Bioprinting at the speed of light
Drug development is a laborious and costly process requiring billions of euros and at least 10 years on average to develop one clinically applicable drug. Therefore, it is pivotal to improve the predictive power of preclinical screening to remove ineffective candidates as early as possible using 3D in vitro models that summarise the extent of native organ complexity and function. Bioprinting technologies are transforming how researchers design human tissue models for regenerative medicine and pharmaceutical research. However, current methods have their limitations as they follow a slow layer-by-layer process. As a result, building tissues larger than a cubic centimetre can take hours, far too long for sensitive cells to survive and function properly.
Bioprinting with light
To address the limitations of existing bioprinting techniques, the EU-funded ENLIGHT(opens in new window) project introduced a new approach called volumetric bioprinting. Inspired by medical tomography, this method utilises light patterns to shape cell-containing biomaterials into living functional tissues. By placing the biomaterial on a rotating platform and projecting a different pattern of light with every angle of rotation, functional living tissues are produced.

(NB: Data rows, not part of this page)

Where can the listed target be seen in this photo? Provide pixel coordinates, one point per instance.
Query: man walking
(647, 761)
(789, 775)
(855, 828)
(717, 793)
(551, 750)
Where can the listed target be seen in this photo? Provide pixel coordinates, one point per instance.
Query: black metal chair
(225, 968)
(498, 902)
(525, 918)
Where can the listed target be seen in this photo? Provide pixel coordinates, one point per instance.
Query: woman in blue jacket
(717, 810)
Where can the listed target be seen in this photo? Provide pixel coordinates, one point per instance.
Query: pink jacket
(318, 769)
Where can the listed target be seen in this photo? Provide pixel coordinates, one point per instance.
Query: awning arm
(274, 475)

The combination of the patterns from each angle ensure that only specific regions solidify, resulting in a specific 3D design. Because this process uses visible light and no physical pressure, it avoids damaging the cells and supports high survival and function rates. “We can print centimetre-sized tissues in just 10 seconds, using a light-based process that is exceptionally gentle on cells,” explains project coordinator Riccardo Levato.

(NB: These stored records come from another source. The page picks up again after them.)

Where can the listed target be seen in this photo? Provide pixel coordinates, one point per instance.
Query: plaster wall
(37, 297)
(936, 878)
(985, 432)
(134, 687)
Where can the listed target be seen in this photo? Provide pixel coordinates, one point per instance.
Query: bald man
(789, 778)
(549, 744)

A new ‘mini-pancreas’ for diabetes drug screening
One of the project’s most promising applications is a bioprinted pancreas model. The team used a gelatin-based hydrogel, derived from collagen and encapsulated pancreatic islets, generated from patient-derived induced pluripotent stem cells. These islets are rich in insulin-secreting beta cells, which are lost or malfunction in people with Type 1 diabetes (T1D). The 3D model was designed with porous architecture to mimic natural blood vessel flow. Placed in a perfusion bioreactor, the model allows researchers to simulate blood circulation and test how the islets respond to drugs or toxic compounds. Importantly, because the cells are patient-specific, the system can be employed for personalised medicine. “We have screened different anti-diabetic drugs, as well as molecules that could cause toxicity in the pancreas. The goal is to make drug testing more efficient and effective, as we build a reliable and reproducible system that is based on human cells,” highlights Levato.

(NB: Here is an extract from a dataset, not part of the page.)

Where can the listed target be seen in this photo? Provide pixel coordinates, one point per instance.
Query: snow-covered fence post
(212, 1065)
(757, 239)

Impact and future directions
ENLIGHT demonstrated for the first time that volumetric bioprinting can enhance the function of complex tissues, like pancreatic islets, for advanced research applications. The bioprinter has been launched on the market by partner Readily3D(opens in new window), while a novel set of gelatin-derived materials for 3D printing and tissue culture have been commercialised by Rousselot(opens in new window), also a project partner. The team will continue to refine their printed models and explore their use for gene therapy testing, another area where current models fall short. They are also assessing how the technology can support cell transplantation therapies for T1D, using large-scale printed tissues as replacements for failing pancreatic islets. As bioprinting evolves, ENLIGHT’s technology could become a cornerstone for both drug development and regenerative medicine. It could help pharmaceutical companies identify safe and effective drugs earlier, reducing costs and the need for animal experimentation.